Population increases, advances in technology and the continued trend towards inner-city migration have transformed the traditional city of spaces into the modern city of objects. This has necessitated alternative spatial and technological solutions to replenish those environments that were once so intrinsic to society’s day-to-day interactions and communal activities.

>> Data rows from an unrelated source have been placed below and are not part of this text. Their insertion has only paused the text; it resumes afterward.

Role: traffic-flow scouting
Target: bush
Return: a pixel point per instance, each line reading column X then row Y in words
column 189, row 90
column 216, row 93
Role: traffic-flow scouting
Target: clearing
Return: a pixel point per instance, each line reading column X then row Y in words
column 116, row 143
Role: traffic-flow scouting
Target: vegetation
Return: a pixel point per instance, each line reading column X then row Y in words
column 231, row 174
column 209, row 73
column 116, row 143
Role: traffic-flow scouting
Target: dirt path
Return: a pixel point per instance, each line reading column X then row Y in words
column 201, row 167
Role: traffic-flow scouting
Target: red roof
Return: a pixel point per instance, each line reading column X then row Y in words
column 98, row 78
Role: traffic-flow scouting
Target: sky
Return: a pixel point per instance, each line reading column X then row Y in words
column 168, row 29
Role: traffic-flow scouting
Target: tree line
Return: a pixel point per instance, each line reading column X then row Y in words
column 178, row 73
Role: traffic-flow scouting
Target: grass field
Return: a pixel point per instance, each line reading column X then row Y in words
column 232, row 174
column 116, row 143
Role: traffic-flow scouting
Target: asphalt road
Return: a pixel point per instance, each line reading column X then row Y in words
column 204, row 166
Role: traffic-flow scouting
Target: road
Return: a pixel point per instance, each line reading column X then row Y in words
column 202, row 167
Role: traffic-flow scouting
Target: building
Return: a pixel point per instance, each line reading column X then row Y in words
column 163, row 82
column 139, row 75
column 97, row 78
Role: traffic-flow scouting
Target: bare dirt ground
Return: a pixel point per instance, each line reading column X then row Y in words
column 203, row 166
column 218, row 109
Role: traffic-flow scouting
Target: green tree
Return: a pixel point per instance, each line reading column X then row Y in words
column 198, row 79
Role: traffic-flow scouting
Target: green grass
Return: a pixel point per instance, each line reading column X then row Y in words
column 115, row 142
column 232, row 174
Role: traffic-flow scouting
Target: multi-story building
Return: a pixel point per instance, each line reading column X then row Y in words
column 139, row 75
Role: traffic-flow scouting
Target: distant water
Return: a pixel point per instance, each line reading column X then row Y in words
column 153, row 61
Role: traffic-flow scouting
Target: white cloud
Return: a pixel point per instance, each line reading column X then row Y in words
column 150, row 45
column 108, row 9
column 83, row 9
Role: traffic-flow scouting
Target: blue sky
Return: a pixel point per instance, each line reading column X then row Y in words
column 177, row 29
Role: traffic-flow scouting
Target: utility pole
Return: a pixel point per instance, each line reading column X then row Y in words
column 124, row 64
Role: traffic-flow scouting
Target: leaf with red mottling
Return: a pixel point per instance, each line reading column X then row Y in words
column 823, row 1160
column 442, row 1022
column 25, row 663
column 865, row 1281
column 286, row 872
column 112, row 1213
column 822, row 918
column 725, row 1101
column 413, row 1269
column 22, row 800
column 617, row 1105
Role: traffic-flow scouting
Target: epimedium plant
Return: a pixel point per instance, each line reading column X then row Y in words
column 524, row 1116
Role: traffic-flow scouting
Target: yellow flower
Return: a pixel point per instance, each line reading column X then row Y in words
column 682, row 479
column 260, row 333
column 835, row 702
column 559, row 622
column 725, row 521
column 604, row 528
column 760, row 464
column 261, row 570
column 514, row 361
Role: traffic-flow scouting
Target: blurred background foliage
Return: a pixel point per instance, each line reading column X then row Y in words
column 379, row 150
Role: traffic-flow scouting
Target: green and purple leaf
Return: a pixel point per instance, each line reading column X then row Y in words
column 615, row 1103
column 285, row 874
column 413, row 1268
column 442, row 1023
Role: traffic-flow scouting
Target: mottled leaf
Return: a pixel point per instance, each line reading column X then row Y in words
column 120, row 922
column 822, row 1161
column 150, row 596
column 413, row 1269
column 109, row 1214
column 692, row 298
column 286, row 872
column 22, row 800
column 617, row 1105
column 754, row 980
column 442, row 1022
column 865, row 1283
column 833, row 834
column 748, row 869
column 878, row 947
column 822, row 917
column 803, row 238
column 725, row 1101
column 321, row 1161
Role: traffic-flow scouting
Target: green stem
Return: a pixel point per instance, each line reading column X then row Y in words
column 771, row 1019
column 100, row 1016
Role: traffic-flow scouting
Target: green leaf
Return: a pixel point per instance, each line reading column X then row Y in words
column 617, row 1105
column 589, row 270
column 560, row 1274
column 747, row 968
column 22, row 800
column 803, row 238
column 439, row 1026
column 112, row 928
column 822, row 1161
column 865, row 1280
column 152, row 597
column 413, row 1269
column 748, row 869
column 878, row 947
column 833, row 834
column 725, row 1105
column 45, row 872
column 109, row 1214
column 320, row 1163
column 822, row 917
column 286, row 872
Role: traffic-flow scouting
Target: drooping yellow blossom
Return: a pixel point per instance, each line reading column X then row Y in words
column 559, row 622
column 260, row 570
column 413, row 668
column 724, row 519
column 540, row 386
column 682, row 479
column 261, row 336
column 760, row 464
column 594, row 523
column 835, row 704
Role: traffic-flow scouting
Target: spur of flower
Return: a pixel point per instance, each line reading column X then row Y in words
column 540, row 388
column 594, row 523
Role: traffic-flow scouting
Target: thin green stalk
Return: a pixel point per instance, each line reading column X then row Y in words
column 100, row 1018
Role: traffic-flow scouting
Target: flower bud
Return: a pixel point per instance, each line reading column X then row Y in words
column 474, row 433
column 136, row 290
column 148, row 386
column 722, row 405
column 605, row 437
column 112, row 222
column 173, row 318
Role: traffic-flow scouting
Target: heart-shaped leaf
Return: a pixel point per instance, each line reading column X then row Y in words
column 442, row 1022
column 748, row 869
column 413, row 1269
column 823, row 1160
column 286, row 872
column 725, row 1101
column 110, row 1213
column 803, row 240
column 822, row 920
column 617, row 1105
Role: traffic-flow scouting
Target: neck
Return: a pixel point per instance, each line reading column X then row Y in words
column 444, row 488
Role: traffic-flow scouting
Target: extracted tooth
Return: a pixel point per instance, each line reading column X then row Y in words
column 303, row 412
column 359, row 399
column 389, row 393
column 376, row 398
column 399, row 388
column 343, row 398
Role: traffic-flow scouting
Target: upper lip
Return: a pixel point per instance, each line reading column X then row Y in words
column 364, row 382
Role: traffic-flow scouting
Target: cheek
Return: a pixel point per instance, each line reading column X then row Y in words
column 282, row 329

This book considers skycourts and skygardens as ‘alternative social spaces’ that form part of a broader multi-level urban infrastructure – seeking to make good the loss of open space within the built environment. Jason Pomeroy begins the discussion with the decline of the public realm, and how the semi-public realm has been incorporated into a spatial hierarchy that supports the primary figurative spaces on the ground or, in their absence, creates them in the sky. He then considers skycourts and skygardens in terms of the social, cultural, economic, environmental, technological and spatial benefits that they provide to the urban habitat. Pomeroy concludes by advocating a new hybrid that can harness the social characteristics of the public domain, but be placed within buildings as an alternative communal space for the 21st century.
Using graphics and full colour images throughout, the author explores 40 current and forthcoming skycourt and skygarden projects from around the world, including the Shard (London), Marina Bay Sands (Singapore), the Shanghai Tower (China) and the Lotte Tower (South Korea).
London & New York, 2014, 24.6 x 19 cm, illustrated, 302pp. Paperback.